By Akanimo Sampson
Favour was ready to start her first year of university when a man approached her mother with a proposition for her to study abroad. “He managed to convince my mother that he could get me a scholarship in Italy. All I had to do was give him the necessary documents for him to process the paperwork,” she said.
She, however, remembered that once they arrived in Libya, things changed: “The pusher man gathered all the women who were in the truck and handed us over to another man. The man took us to Qatrun, a city in Libya, and later sold us to a Madam who took us to a house and told us that we would be now working for her.”
While labour migration in West Africa remains a phenomenon involving mostly men (85 per cent), there are signs of change. More children and women are on the move, thus increasing the risks of abuse, violence, and exploitation they face during their journeys.
Over the years, migration dynamics from and within the region have become more complex, with an increasing number of people travelling across the region. Intraregional migration now accounts for the largest part of migration flows within the region (90 per cent).
To help teach authorities to identify the protection needs and challenges of vulnerable migrants along the routes and improve the understanding of the mixed migration phenomenon in West Africa, the International Organisation for Migration (IOM) Regional Office for West and Centre Africa organised a seminar on Exploitative Labour Practices and Combatting Human Trafficking in West Africa in Dakar, Senegal’s capital city last week.
This seminar brought together nearly 50 participants from United Nations agencies, governments, the Regional Working Group on Mixed Migration and civic societies.
The event was funded by the United States Department of State’s Bureau of Population, Refugees, and Migration (PRM), and organised within the framework of the African Regional Migration Programme.
This programme works to support countries across the continent as they improve migration management. Another goal is reducing the vulnerability of migrants. Another is to promote regional cooperation and partnerships on migration issues.
PRM’s Regional Refugee Coordinator for West Africa at the US embassy in Dakar, Geoffrey Parker, said “it is key to bring everyone together to discuss such a range of protection issues associated with migration in West Africa – from mining practices in Senegal and Guinea to border security in Liptako Gourma – arguably one of the most complex border areas in West Africa.”
An IOM Regional Protection Specialist, Nassima Clerin, said “to effectively address the continuous protection needs of vulnerable migrants in the region, we must increase regional and inter-country cooperation.”
To highlight the reality of exploitative labour practices and human trafficking in West Africa, IOM presented key findings from its latest research studies conducted in several countries on West African female domestic workers in Middle East and on labour migration in mining sites in Guinea and Senegal.
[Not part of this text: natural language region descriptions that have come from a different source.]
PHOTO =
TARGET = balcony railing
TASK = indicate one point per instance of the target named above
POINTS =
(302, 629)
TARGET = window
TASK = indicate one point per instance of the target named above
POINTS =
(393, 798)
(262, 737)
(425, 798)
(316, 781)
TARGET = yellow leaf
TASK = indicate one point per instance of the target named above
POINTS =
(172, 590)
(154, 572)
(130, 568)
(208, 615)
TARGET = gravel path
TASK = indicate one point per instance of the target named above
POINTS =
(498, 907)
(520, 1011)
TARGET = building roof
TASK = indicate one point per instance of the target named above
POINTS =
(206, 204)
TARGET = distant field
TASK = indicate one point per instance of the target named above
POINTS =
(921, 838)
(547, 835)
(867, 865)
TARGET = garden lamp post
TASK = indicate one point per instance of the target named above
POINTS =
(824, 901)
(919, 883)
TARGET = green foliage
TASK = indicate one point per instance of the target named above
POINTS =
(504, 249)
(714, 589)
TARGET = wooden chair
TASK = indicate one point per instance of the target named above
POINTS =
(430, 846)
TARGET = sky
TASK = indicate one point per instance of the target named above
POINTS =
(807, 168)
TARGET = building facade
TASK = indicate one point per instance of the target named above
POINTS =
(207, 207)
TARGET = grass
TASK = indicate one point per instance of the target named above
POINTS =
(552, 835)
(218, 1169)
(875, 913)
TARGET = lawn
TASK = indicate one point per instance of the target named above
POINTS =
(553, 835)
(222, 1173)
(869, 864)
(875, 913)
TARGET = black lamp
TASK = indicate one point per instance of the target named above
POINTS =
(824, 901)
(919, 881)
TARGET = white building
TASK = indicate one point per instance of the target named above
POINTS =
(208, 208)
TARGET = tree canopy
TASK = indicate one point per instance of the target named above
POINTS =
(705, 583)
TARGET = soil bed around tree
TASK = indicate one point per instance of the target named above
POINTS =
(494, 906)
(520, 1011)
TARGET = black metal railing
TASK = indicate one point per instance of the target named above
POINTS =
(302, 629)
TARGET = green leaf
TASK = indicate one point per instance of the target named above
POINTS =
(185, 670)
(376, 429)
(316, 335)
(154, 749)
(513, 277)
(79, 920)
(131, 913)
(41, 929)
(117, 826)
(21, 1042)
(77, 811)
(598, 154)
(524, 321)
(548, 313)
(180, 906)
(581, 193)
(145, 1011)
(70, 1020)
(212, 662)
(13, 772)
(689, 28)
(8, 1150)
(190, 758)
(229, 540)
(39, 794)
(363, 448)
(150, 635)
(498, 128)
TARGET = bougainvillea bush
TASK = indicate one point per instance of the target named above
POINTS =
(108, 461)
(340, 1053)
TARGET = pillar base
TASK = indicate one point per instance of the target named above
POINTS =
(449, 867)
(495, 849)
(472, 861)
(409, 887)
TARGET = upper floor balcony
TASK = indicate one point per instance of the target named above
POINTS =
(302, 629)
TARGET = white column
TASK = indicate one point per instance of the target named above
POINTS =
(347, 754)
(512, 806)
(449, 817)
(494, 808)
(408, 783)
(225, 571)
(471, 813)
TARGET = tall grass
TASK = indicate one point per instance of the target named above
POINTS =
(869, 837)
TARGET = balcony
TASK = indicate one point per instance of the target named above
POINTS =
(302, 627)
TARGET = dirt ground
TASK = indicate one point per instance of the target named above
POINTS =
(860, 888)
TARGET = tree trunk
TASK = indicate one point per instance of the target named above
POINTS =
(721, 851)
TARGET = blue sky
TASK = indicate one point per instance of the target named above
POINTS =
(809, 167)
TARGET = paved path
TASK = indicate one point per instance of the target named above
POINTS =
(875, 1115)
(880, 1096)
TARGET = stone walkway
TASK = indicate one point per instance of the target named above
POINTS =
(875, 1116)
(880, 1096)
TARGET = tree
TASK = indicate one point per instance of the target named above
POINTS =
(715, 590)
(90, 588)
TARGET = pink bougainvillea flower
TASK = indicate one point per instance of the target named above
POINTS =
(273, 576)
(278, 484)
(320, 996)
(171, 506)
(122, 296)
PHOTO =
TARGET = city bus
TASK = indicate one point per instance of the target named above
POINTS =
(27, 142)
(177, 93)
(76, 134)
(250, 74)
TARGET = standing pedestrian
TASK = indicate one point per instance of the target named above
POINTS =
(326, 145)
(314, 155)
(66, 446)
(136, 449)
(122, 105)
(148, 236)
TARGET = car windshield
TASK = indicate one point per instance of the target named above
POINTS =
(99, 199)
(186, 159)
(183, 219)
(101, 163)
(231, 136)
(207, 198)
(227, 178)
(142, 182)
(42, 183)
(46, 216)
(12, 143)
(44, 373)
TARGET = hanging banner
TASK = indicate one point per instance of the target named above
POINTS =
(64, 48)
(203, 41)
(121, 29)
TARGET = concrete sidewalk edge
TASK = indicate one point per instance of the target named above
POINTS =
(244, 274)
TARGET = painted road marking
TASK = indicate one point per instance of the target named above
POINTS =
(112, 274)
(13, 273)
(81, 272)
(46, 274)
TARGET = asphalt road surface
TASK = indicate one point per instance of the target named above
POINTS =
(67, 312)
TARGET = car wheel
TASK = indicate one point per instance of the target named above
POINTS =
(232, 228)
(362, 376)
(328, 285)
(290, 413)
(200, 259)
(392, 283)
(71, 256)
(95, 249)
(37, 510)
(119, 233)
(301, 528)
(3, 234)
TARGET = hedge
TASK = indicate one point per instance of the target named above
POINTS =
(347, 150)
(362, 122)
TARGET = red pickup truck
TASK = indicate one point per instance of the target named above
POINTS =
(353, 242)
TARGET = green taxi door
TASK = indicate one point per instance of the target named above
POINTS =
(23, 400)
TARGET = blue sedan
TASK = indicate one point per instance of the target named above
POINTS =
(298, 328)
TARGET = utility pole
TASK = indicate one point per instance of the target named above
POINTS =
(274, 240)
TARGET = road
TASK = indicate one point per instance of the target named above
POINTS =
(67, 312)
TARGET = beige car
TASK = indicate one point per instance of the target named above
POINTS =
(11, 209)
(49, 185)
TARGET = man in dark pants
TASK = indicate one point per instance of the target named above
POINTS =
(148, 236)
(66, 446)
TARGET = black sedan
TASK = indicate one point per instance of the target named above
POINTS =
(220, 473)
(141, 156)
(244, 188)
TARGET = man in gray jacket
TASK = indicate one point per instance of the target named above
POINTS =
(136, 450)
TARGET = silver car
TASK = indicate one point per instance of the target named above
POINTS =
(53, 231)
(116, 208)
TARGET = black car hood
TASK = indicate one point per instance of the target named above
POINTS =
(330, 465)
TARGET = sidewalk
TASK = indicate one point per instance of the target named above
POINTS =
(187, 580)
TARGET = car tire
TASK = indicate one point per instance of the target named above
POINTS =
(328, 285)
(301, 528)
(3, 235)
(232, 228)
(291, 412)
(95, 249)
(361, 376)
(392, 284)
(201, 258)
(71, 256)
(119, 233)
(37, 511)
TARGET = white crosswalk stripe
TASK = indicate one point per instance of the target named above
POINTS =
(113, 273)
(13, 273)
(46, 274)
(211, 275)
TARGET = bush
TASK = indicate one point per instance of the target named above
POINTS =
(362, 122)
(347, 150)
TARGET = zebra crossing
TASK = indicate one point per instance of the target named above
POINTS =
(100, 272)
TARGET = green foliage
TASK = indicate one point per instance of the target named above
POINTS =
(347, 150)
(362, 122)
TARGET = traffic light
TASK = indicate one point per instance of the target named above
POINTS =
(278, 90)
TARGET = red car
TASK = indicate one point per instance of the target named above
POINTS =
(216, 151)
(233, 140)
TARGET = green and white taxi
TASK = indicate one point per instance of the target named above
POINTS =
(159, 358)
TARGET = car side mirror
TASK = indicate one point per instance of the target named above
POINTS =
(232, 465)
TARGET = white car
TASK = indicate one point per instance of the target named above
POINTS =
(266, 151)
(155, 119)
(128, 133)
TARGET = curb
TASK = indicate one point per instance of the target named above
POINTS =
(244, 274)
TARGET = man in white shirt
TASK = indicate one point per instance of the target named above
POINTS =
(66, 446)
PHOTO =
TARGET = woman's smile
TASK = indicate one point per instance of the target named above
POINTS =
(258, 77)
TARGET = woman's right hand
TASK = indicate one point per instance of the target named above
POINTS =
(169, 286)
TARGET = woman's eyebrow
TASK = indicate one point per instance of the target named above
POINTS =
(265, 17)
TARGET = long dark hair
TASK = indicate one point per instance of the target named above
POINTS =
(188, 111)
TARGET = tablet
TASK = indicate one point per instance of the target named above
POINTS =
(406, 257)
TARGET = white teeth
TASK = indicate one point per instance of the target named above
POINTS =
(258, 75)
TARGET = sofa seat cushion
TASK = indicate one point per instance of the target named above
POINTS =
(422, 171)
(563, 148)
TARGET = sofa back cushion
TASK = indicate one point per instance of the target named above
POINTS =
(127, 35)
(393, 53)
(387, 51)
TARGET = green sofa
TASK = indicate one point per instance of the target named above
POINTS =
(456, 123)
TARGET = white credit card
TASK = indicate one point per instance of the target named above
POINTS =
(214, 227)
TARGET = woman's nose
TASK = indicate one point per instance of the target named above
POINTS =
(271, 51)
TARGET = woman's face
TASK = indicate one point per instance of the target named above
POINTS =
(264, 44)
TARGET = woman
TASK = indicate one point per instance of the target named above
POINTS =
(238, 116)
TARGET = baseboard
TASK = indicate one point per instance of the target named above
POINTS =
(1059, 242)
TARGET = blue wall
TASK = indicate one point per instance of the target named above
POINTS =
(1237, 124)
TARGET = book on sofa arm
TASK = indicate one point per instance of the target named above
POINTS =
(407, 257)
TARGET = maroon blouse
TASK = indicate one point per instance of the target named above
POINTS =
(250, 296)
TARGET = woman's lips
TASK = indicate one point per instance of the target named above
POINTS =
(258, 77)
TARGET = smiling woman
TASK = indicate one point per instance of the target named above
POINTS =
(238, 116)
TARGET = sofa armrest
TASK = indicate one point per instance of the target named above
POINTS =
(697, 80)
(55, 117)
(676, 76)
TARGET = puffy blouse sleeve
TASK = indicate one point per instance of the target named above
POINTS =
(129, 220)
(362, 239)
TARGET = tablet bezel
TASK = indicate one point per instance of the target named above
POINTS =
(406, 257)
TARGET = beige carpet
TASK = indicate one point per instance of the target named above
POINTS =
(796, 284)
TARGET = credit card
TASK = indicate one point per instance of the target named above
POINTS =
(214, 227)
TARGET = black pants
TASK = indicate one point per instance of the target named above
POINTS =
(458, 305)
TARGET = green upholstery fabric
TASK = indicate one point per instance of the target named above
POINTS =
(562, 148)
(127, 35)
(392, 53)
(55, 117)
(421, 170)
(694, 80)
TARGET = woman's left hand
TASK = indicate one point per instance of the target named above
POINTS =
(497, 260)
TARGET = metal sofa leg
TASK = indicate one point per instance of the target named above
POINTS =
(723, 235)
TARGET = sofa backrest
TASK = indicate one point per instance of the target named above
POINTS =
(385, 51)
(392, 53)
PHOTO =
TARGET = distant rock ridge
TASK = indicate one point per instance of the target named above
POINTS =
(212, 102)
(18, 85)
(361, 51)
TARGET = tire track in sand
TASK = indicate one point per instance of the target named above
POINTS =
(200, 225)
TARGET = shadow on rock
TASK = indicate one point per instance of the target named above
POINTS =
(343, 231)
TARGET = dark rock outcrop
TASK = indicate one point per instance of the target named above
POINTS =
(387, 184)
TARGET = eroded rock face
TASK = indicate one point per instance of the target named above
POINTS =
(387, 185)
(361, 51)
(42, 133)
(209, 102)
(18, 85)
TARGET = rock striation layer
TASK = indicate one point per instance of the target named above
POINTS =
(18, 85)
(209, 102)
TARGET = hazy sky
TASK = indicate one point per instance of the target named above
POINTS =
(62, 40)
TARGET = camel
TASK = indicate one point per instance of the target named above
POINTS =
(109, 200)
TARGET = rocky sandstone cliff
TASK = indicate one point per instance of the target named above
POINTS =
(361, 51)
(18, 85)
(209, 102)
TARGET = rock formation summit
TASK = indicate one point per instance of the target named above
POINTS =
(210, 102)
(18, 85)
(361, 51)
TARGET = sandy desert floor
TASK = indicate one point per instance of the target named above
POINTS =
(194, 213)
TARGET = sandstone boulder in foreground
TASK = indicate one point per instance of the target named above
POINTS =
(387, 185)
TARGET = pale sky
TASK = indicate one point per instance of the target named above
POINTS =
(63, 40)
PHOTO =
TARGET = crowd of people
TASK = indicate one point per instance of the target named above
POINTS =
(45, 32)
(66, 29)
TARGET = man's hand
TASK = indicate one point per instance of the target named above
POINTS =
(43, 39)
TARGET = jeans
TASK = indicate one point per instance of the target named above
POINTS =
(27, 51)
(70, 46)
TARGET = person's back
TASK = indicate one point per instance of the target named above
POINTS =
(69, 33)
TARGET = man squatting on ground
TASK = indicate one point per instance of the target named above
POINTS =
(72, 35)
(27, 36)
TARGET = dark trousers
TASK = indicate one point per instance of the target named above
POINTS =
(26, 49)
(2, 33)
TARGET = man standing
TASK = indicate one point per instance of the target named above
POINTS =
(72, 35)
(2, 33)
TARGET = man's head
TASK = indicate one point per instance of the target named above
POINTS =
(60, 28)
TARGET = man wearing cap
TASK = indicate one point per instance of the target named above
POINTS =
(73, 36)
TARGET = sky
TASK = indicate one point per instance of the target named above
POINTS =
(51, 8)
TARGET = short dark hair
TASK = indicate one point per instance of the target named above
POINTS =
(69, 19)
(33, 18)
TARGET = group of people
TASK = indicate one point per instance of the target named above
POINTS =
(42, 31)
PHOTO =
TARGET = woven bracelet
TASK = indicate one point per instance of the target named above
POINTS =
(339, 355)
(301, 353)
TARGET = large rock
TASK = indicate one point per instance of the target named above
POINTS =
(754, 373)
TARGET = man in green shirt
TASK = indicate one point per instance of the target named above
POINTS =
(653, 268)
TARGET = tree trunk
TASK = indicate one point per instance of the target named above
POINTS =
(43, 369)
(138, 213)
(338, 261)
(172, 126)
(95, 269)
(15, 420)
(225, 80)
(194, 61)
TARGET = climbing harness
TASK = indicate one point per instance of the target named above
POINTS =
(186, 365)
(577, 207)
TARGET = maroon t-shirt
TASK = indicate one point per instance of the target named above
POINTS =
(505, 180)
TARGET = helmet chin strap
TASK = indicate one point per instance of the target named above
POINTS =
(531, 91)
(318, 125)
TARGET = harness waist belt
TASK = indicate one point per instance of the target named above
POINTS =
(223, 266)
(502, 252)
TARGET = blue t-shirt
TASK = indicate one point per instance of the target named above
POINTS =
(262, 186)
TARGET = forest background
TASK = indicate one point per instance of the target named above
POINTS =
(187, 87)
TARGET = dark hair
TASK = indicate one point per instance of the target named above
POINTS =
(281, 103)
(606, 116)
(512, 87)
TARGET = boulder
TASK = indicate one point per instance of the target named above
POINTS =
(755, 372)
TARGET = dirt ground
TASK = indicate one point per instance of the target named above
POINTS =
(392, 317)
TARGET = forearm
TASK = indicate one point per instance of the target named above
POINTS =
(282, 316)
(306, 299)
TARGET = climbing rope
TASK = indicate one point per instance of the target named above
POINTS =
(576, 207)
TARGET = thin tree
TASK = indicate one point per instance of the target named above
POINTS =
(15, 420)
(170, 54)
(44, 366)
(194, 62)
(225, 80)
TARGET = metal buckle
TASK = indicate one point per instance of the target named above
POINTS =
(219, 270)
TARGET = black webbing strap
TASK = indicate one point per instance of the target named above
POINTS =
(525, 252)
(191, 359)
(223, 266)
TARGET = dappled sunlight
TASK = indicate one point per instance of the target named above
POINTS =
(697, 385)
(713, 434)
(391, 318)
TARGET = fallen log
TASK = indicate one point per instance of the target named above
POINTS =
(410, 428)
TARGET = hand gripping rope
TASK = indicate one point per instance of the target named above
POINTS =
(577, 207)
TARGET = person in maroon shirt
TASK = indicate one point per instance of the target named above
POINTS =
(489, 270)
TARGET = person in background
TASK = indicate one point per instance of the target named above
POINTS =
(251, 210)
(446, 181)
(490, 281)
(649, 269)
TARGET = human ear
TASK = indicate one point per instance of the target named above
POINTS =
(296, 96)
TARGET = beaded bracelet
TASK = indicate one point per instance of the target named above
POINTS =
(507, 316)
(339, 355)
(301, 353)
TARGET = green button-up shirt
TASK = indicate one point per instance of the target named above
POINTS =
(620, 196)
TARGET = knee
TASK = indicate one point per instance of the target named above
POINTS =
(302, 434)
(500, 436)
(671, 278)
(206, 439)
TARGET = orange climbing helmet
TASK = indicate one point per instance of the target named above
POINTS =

IOM Regional Research Officer, Berenice Boukaré, said “for many female sex-workers originating from the region, working conditions around the mining sites are characterised by isolation, insecurity and exploitation, which tend to prove the existence of a sub-regional trafficking system in West Africa.”
Project Officer from IOM Ghana, Daniel Tagoe, and Awa Kaira, PRM focal person from IOM Gambia, presented studies portraying the cases of female domestic workers in Middle East countries to demonstrate the specific vulnerabilities of female migrants, their profiles and the recruitment process in the international migration context.
Research findings recommended that enhanced prevention efforts and increased coordination and cooperation between key actors at regional, national, and community level are crucial to ensure protection to vulnerable migrants.
“It is a key to promote a regional and cross-sector approach to better address the vulnerabilities of the most vulnerable migrant groups and build effective protection mechanisms”, IOM’s Boukaré concluded.
During the seminar, Senegal’s National Anti-Human Trafficking Office also presented Systraite, its data collection system on human trafficking. The Mixed Migration Centre presented its recent research on smuggling practices as well as border and security governance in Liptako Gourma, in Burkina Faso while Save the Children presented effective sub-regional governance of migration and protection of the youth on the move between Côte d’Ivoire, Mali, and Burkina Faso.
This programme, funded by PRM, is implemented in 17 countries, including four West African countries (The Gambia, Senegal, Sierra Leone and Togo).